Vice Chancellor Glasscock dismissed Weingarten's suit for lack of standing because he was no longer a stockholder of Monster at the time he initiated the lawsuit.  In so holding, the Vice Chancellor pointed to the plain language of DGCL § 220(c), which permits a stockholder whose § 220 demand has been rejected or ignored to file suit in the Court of Chancery to compel inspection, but only if the stockholder has first established, among other things, that "(1) Such stockholder is a stockholder; [and] (2) Such stockholder has complied with this section respecting the form and manner of making demand for inspection of such documents."  According to Vice Chancellor Glasscock, "[b]y requiring that a plaintiff under Section 220, to seek relief from this Court, demonstrate both that it 'has'—past tense—complied with the demand requirement, and that it 'is'—present tense—a stockholder, the legislature has made clear that only those who are stockholders at the time of filing have standing to invoke this Court's assistance under Section 220."
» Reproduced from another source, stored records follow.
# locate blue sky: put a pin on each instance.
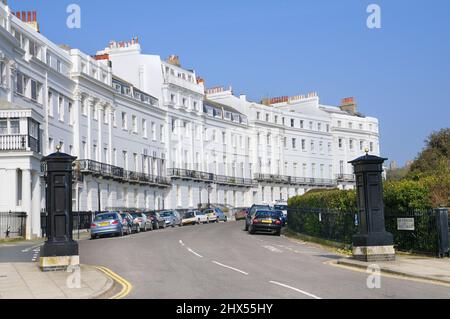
(399, 73)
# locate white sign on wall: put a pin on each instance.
(405, 224)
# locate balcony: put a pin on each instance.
(290, 180)
(198, 176)
(346, 178)
(19, 143)
(184, 174)
(119, 174)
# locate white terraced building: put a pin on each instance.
(149, 135)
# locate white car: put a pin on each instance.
(194, 218)
(201, 217)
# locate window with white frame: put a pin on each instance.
(3, 127)
(154, 131)
(134, 123)
(124, 121)
(161, 133)
(61, 108)
(144, 128)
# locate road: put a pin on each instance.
(221, 261)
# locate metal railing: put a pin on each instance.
(346, 178)
(295, 180)
(118, 173)
(19, 143)
(209, 177)
(12, 225)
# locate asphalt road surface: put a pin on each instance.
(221, 261)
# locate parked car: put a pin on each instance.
(241, 214)
(252, 211)
(201, 218)
(189, 218)
(211, 215)
(108, 224)
(267, 221)
(157, 220)
(144, 223)
(220, 215)
(282, 217)
(132, 223)
(282, 207)
(172, 218)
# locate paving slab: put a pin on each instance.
(27, 281)
(409, 266)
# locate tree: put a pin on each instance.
(435, 158)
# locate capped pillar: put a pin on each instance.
(60, 250)
(373, 242)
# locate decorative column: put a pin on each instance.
(36, 209)
(60, 250)
(26, 200)
(372, 243)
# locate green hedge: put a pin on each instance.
(330, 214)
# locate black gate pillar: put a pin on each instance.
(372, 243)
(60, 250)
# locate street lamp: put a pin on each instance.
(209, 189)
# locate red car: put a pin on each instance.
(241, 214)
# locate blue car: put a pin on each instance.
(109, 224)
(220, 215)
(282, 217)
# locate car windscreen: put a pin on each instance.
(267, 214)
(105, 217)
(166, 214)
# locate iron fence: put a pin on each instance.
(81, 221)
(413, 231)
(12, 225)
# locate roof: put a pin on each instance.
(226, 108)
(336, 110)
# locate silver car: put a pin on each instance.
(109, 224)
(172, 218)
(144, 222)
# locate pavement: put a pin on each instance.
(437, 270)
(219, 261)
(26, 281)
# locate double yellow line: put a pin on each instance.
(126, 286)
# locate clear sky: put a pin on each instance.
(399, 73)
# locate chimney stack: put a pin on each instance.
(349, 105)
(174, 60)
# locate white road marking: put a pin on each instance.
(232, 268)
(31, 248)
(295, 289)
(193, 252)
(273, 249)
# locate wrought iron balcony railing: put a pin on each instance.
(290, 180)
(209, 177)
(118, 173)
(19, 143)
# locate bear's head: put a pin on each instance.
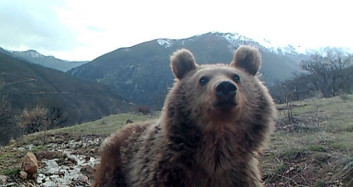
(220, 95)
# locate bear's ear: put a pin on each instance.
(182, 62)
(248, 59)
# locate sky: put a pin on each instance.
(87, 29)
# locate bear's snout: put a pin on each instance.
(225, 92)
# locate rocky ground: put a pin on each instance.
(315, 148)
(65, 160)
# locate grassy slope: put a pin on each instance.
(315, 150)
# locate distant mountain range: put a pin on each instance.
(34, 57)
(142, 74)
(26, 85)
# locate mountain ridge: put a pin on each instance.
(25, 86)
(34, 57)
(141, 73)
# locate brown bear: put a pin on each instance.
(215, 121)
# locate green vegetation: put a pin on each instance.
(322, 155)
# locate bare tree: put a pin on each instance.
(328, 73)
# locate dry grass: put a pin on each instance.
(315, 150)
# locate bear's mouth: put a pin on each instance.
(225, 104)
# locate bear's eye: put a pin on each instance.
(203, 81)
(236, 78)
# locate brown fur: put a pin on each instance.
(196, 142)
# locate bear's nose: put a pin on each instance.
(226, 90)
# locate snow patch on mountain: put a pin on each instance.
(165, 42)
(32, 53)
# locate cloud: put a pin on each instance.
(86, 29)
(34, 24)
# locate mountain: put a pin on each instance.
(34, 57)
(25, 85)
(142, 74)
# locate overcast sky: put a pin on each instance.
(86, 29)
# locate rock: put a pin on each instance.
(83, 179)
(23, 175)
(30, 164)
(3, 179)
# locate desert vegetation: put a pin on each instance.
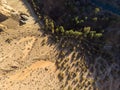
(79, 29)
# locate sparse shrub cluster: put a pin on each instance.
(81, 25)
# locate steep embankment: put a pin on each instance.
(25, 63)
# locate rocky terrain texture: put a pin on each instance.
(30, 61)
(25, 63)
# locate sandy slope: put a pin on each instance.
(25, 64)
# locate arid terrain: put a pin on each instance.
(25, 64)
(30, 60)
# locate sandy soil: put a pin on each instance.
(25, 62)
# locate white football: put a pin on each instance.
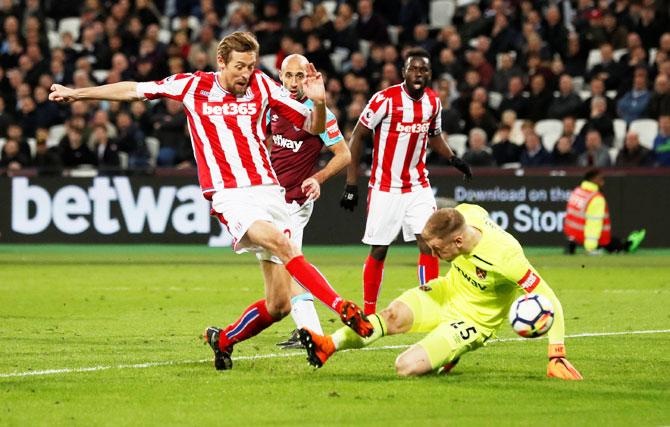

  • As a general matter, former stockholders who have been squeezed out in a merger lack standing to compel inspection of the company's books and records under DGCL § 220(c), even where they had made a § 220 demand on the board prior to the merger's closing (when they were still stockholders).
  • However, a board may be estopped from asserting such a standing defense if it induced the stockholder into delaying filing an action to compel under § 220(c) until after the merger closed, with the intention of thereby asserting the standing defense.  Vice Chancellor Glasscock explained that, had Weingarten properly invoked equitable estoppel, the court may have been precluded from considering Monster's standing defense.  However, that doctrine requires the misled party to demonstrate that it lacked knowledge or the means of obtaining the truth; it reasonably relied on the conduct of the party against whom estoppel is sought; and it detrimentally changed its position based on that reliance.  Weingarten failed to satisfy these requirements because "there was no 'conduct' by Monster to rely on."  While Weingarten threatened to file suit if Monster did not confirm, by his self-imposed deadline, that it would honor his request not to assert standing as a defense to his demand after the merger closed, Monster did not reply by that deadline and Weingarten chose not to file suit before the closing.  "Under these circumstances," the court explained, "there was no conduct by [Monster] on which [Weingarten] purports to rely, and to the extent [he] relied on Monster's silence, that reliance is not reasonable."